A study released this month by the Scripps Institution of Oceanography said overfishing has led to dramatic changes in marine ecosystems in the coastal regions of the Sea of Cortez.

Without stricter regulations and tighter enforcement, the trends will continue, and fishermen will find it even harder to survive, said Enric Sala, one of the study's authors. Establishing marine reserves also are crucial for guaranteeing the survival of coastal fishing communities, he said.

The key of any successful conservation measure will be guaranteeing that local residents can benefit directly, said economist Enriquez Andrade, a former Pronatura director who helped create the park proposal. Now he believes the project has grown too large and warns against outside groups using the park for their own ends.

"You have to bring benefits to the local residents; if not, there will be a very strong incentive to destroy and to change," Andrade said. "We need to give them the tools to really benefit, as opposed to saying, 'Don't destroy here.' "
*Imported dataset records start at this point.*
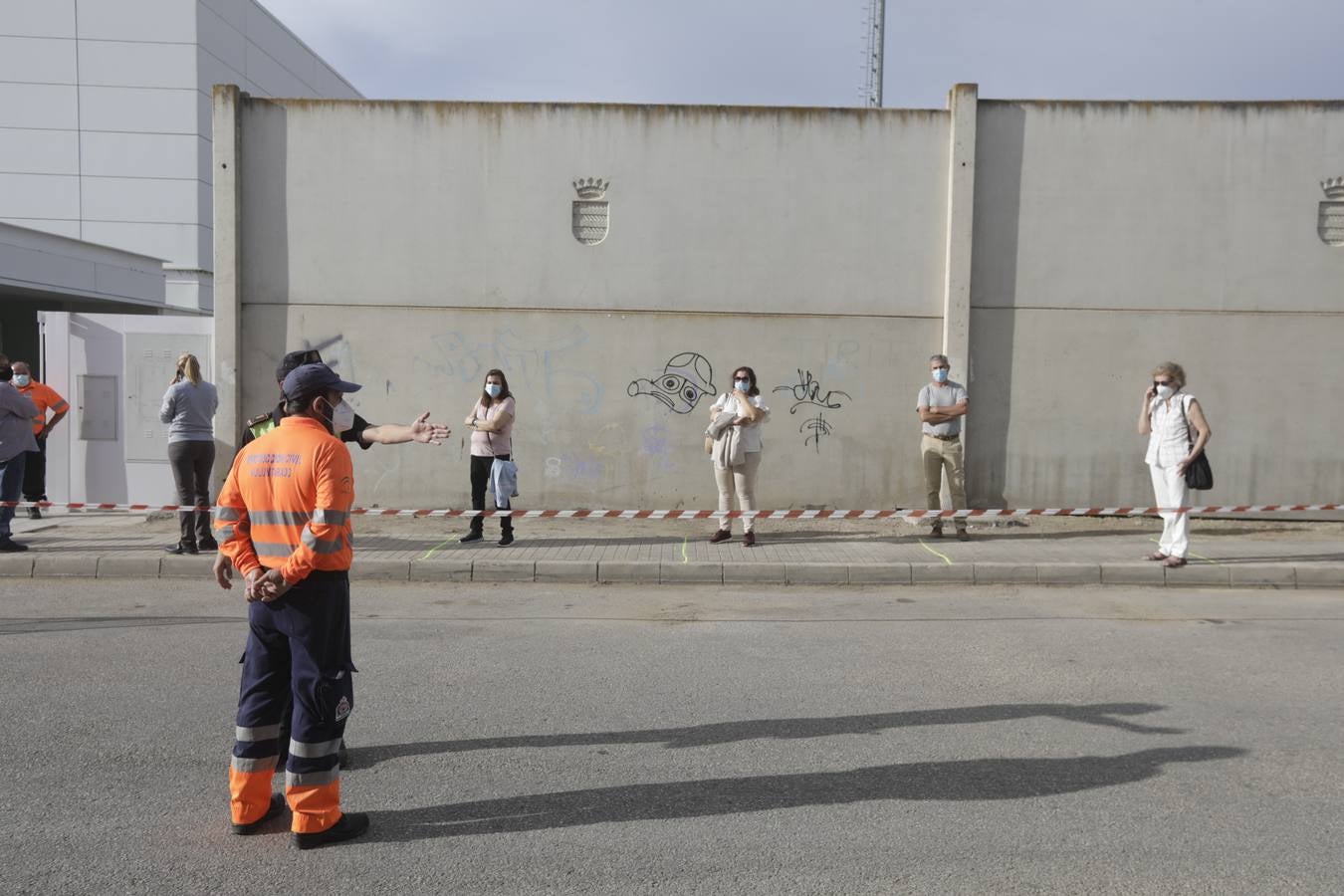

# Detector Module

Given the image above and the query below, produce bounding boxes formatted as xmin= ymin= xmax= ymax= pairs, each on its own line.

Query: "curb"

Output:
xmin=0 ymin=554 xmax=1344 ymax=588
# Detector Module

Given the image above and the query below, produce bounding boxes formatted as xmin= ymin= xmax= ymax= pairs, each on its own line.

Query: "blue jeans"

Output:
xmin=0 ymin=451 xmax=27 ymax=539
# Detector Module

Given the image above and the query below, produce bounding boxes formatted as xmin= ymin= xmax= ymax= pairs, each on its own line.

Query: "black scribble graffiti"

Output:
xmin=626 ymin=352 xmax=714 ymax=414
xmin=772 ymin=366 xmax=853 ymax=454
xmin=798 ymin=411 xmax=832 ymax=454
xmin=773 ymin=368 xmax=852 ymax=414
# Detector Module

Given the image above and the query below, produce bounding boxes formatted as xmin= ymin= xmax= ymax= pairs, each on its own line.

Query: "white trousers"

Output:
xmin=714 ymin=451 xmax=761 ymax=532
xmin=1148 ymin=464 xmax=1190 ymax=558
Fermin Smith has witnessed the changes in Bahia de los Angeles over the decades. His family settled in the region in 1936, when his father arrived from another Baja California community to prospect for gold. Smith grew up fishing. So did his sons.
"Before there was so much," he said. "Now I'm seeing how everything is dying off."

The father still remembers when turtles, totoaba, vaquita, sea cucumber, shark and mother of pearl clams were plentiful. But those days are long gone, and some of Smith's relatives are searching for new ways to support themselves.
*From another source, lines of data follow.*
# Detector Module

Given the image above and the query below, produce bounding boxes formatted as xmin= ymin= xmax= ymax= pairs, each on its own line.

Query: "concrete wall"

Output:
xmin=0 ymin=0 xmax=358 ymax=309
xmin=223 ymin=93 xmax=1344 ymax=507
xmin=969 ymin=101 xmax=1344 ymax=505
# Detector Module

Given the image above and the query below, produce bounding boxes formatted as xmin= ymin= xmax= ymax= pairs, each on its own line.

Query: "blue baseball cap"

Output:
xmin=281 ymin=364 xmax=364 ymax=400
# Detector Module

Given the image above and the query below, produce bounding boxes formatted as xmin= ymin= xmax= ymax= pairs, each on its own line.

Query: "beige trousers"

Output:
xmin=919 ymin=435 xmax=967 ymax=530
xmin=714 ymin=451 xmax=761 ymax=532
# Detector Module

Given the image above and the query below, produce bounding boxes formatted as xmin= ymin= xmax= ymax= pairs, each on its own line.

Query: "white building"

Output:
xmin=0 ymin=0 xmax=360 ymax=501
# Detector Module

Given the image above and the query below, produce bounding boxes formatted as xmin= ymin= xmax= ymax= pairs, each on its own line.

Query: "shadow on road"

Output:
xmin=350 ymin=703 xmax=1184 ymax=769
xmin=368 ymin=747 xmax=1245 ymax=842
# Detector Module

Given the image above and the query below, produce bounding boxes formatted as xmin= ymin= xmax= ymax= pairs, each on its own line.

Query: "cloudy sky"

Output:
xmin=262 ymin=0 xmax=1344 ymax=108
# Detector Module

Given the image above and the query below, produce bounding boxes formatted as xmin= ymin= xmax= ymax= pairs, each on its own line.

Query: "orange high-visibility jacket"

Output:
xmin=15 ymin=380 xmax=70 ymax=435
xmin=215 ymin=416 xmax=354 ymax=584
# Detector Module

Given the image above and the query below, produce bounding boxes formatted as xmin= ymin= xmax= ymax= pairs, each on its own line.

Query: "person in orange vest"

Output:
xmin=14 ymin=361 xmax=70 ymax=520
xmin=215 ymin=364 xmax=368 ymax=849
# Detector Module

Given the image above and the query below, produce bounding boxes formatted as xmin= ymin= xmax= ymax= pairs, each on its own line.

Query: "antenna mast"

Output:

Smith's nephew, Francisco Zavin, reluctantly sold a 74-acre waterfront parcel for $100,000 to a Tijuana developer, who is building a hotel on the site. Zavin said he needed money to pay for his daughter's college tuition and for medical treatment for his wife.

But the Smiths believe holding onto their property will help guarantee their family's future.

In an agreement supervised by Pronatura late last year, they became the first Bahia de los Angeles residents ? and the first on Mexico's coastline ? to sign a conservation easement, a legal agreement that restricts development of their 1.2-mile beachfront parcel, known as La Unica. Similar agreements have long been used in other parts of the world to protect endangered areas, but in Mexico it's a relatively new concept.

As compensation for signing away some of their property rights, the three Smith children ? Fermin, Eduardo and Luz Maria ? received a few thousand dollars and Fermin Smith has been granted a small pension for the rest of his life. Pronatura also is helping the family apply for a $50,000 grant from Mexico's National Forest Service to refurbish a dozen cabins they have built at La Unica and start an ecotourism business.

Some question how much such a small private measure can do against the enormous changes facing the peninsula. But Pronatura's Danemann believes it can make a difference.

"This will be a model for other property owners," he said. "Not just in Bahia de los Angeles, but for other parts of the Sea of Cortez."

The Smith family is banking that visitors will want to visit La Unica for decades to come. Luring them will not just depend on preserving La Unica, but conserving the marine life on its shores.

"What can we offer tourists if we have nothing in the sea?" asked Fermin Smith Jr. "If we have no fishing, what do we have to offer?"